L'horlogerie sauve le commerce extérieur

3 minutes read
Secouées par une conjoncture difficile, les exportations suisses progressent d'un léger 0,9%


24Heures - 21 décembre 2011

Olivier Wurlod 


Sur les dix principales branches exportatrices de Suisse, seules 4 ont continué à accroître leurs ventes à l'étranger durant le mois de novembre.

Mais un fossé existe entre l'industrie horlogère, qui caracole en tête avec une hausse de 16%, et l'industrie des denrées alimentaires (avec boissons et tabacs), jeune dauphine, qui aligne une croissance de 3,9%, l'industrie chimique et sa légère hausse de 2,7% ou celle des instruments de précision, qui augmente d'un tout petit 1,1%. Et le fossé se creuse de manière encore plus drastique avec les industries des machines, des textiles et du papier, en chute libre de réciproquement 10,3%, 13,5% et 17,2%.

Exports_331648_0



Pour l'horlogerie, rien de très neuf. Comme escompté depuis 2 à 3 mois, l'année 2011 sera celle de tous les records pour cette branche. Un nouveau seuil vient même d'être atteint en ce mois de novembre, puisqu'elle a exporté pour la première fois pour plus de 2 milliards de francs de produits.

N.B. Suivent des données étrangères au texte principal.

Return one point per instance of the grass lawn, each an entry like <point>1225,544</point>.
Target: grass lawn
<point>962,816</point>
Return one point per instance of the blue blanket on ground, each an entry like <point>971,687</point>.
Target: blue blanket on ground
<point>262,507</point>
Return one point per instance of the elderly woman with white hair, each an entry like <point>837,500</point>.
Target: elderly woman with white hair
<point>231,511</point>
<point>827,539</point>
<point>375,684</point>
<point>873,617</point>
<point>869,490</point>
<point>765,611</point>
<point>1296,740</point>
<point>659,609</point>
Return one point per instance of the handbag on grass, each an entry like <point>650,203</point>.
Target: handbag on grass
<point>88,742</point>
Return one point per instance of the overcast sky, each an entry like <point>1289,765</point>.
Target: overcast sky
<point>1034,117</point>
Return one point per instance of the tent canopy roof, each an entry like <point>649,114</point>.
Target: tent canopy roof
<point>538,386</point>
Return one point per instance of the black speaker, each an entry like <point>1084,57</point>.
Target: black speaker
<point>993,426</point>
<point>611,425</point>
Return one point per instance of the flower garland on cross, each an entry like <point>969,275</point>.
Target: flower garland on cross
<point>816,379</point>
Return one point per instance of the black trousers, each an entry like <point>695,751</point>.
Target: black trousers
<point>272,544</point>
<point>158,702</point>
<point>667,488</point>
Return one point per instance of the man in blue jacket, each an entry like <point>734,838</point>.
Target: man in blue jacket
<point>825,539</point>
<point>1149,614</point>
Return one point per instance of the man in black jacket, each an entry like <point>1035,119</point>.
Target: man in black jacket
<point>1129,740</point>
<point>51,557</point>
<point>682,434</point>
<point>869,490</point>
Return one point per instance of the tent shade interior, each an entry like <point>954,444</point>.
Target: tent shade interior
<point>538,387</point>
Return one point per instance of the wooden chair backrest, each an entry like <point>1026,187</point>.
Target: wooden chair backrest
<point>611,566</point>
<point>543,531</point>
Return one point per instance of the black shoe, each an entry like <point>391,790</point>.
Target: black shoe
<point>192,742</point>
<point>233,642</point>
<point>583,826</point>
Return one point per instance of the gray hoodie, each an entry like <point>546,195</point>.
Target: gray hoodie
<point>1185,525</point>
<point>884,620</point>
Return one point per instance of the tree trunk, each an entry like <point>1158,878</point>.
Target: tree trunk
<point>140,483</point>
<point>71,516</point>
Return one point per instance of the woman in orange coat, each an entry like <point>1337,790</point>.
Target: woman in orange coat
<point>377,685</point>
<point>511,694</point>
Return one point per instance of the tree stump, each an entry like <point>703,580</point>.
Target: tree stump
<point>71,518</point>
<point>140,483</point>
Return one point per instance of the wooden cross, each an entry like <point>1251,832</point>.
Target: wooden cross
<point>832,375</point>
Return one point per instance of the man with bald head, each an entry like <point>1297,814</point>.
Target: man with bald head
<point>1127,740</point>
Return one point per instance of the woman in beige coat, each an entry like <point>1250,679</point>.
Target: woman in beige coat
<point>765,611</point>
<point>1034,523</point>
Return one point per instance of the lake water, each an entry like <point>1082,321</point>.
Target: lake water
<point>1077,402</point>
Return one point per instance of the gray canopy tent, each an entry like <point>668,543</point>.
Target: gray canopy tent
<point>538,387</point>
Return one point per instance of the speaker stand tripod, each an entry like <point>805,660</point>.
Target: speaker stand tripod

Pour l'industrie des denrées alimentaires, elle ne s'en sort pas trop mal, mais uniquement grâce aux exportations de café (+18%) et de chocolat (+15%). Pour les autres secteurs alimentaires, «ils ont tous bu la tasse», indique le rapport de l'Administration fédérale des douanes (AFD).

3 milliards d'excédents

Malgré cela, selon les chiffres de l'AFD, la balance commerciale suisse ne s'en sort pas trop mal grâce à des importations en baisse de 6,7%, à 14,8 milliards de francs, et à des exportations en progression de 0,9%, à 17,8 milliards. Cette évolution opposée permet effectivement de boucler le mois de novembre sur un excédent mensuel conséquent de l'ordre de 3 milliards, «soit le deuxième plus important jamais enregistré», conclut l'Administration fédérale des douanes.

Le boom asiatique

Logiquement, cette évolution repose surtout sur une Asie en pleine croissance. Et cela malgré des marchés chinois et japonais moins dynamiques au mois de novembre, en recul de 6,6% pour le premier et de 10% pour le second.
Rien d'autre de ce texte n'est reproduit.